Im vergangenen April schrieb Kaufman an seine Mitarbeiter : „ Die KI wird Sie holen .“ War das nicht zu hart?
Ich sage es, wie es ist. Diese Leute liegen mir am Herzen. Und sie sind keine Fünfjährigen. Sie müssen verstehen, dass sie ohne fortschrittliche Tools keinen Job bekommen. Nicht bei Fiverr, nicht anderswo.“
In derselben E-Mail schrieb er: „Die KI wird auch nach mir suchen.“ Wie wollen Sie ihr entkommen?
„Ich benutze es, um mich von allen wiederkehrenden Aufgaben zu befreien: Besprechungen, Nachverfolgungen, endloses Lesen von Präsentationen und Dokumenten.“
Haben Sie keine Angst, dass die Künstliche Intelligenz in ihren Berichten etwas Wertvolles vergessen könnte?
Auch Menschen, mich eingeschlossen, vergessen Details. Selbstfahrende Autos werden Menschen töten, aber weit weniger als die über eine Million Todesfälle pro Jahr, die es heute gibt. Ich vertraue nichts blind, nicht einmal mir selbst. Manchmal überprüfe ich meine Arbeit doppelt, vergleiche mich mit anderen und überprüfe sie.“
Heute können viele der auf Fiverr angebotenen Dienste von KI ausgeführt werden.

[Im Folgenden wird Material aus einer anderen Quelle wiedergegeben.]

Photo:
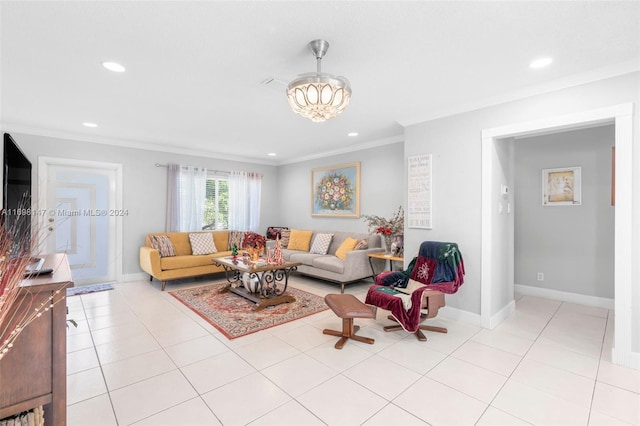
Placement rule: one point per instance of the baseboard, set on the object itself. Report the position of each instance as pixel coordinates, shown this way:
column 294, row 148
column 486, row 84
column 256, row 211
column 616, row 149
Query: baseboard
column 459, row 315
column 563, row 296
column 627, row 359
column 139, row 276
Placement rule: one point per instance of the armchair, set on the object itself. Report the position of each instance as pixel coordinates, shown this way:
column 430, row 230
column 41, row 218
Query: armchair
column 417, row 293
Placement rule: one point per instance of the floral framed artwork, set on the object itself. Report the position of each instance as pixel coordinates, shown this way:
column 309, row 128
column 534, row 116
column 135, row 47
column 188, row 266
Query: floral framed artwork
column 562, row 186
column 335, row 191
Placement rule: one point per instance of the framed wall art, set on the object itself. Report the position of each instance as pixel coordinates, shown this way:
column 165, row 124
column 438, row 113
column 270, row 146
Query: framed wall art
column 562, row 186
column 335, row 191
column 419, row 187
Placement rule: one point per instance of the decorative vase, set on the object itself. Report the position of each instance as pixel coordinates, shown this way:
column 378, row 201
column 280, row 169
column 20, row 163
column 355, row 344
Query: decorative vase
column 252, row 284
column 388, row 239
column 254, row 252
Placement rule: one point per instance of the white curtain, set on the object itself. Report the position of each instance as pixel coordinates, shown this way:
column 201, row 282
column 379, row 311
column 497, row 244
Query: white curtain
column 244, row 201
column 186, row 193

Die Automatisierung der Arbeit begann nicht erst vor drei Jahren [mit dem Aufkommen von ChatGpt, Anm. d. Red.]. In meinen 15 Jahren an der Spitze von Fiverr sind Hunderte von Diensten nutzlos geworden. Das einzig Neue ist heute die Geschwindigkeit des Wandels. KI bietet allen die gleichen Vorteile.
Wer wird also hervorgehen?
„Diejenigen, die bereit sind, Zeit in das Lernen zu investieren. Wenn Sie und ich dasselbe Werkzeug haben, liegt der Unterschied in der Art und Weise, wie wir es nutzen.“
Wer ist im Zeitalter der Algorithmen der ideale Freelancer?
„Er ist ein KI-Experte. Unternehmen wenden sich an ihn, weil er ihren Mitarbeitern im Umgang mit dieser Technologie voraus ist.“
Für Ihre Benutzer haben Sie ein KI-Paket namens Fiverr Go entwickelt.
„Wenn diese Technologie existiert, sollte unsere Community davon profitieren. Wir haben an Funktionen wie einen persönlichen Assistenten gedacht, der den Freelancer aufgrund früherer Gespräche kennt und den langweiligsten Teil des Dialogs zwischen Käufer und Verkäufer, einschließlich wiederkehrender Fragen, selbstständig übernimmt. Dieser Agent schläft nie und schließt Geschäfte besser ab als Freelancer selbst.“
Wie viele italienische Freelancer gibt es auf Fiverr?
„Wir können sagen, dass sie im letzten Jahr um 400 % gewachsen sind“ [Q1 2024 – Q1 2025, Anm. d. Red.]
Gibt es Leute, die Fiverr einer Festanstellung bei einem Big Tech vorziehen?
Ja, sie sind diejenigen, die mehr Kontrolle über ihre Karriere und ihren Lebensstil haben wollen. In einem Unternehmen gibt es eine Hierarchie. Es braucht Zeit, aufzusteigen. Aber als Unternehmer, als Freiberufler, gibt es keine Grenzen.
Welche Rolle spielt das Scheitern im KI-Zeitalter?
Es ist Teil unserer menschlichen Entwicklung. Und Technologie hilft uns, schneller zu scheitern. Die meisten Dinge, die Fiverr macht, scheitern, wie jedes andere Unternehmen auch. Man merkt es nur nicht. Weil wir es den Leuten nicht sagen. Wo früher zehn Leute drei Monate brauchten, um etwas zu testen und festzustellen, dass es nicht funktioniert, schafft es heute eine Person in drei Tagen. Das gibt uns mehr Iterationszyklen. Geschwindigkeit wird in Zukunft der entscheidende Faktor sein, der ein Unternehmen vom anderen unterscheidet.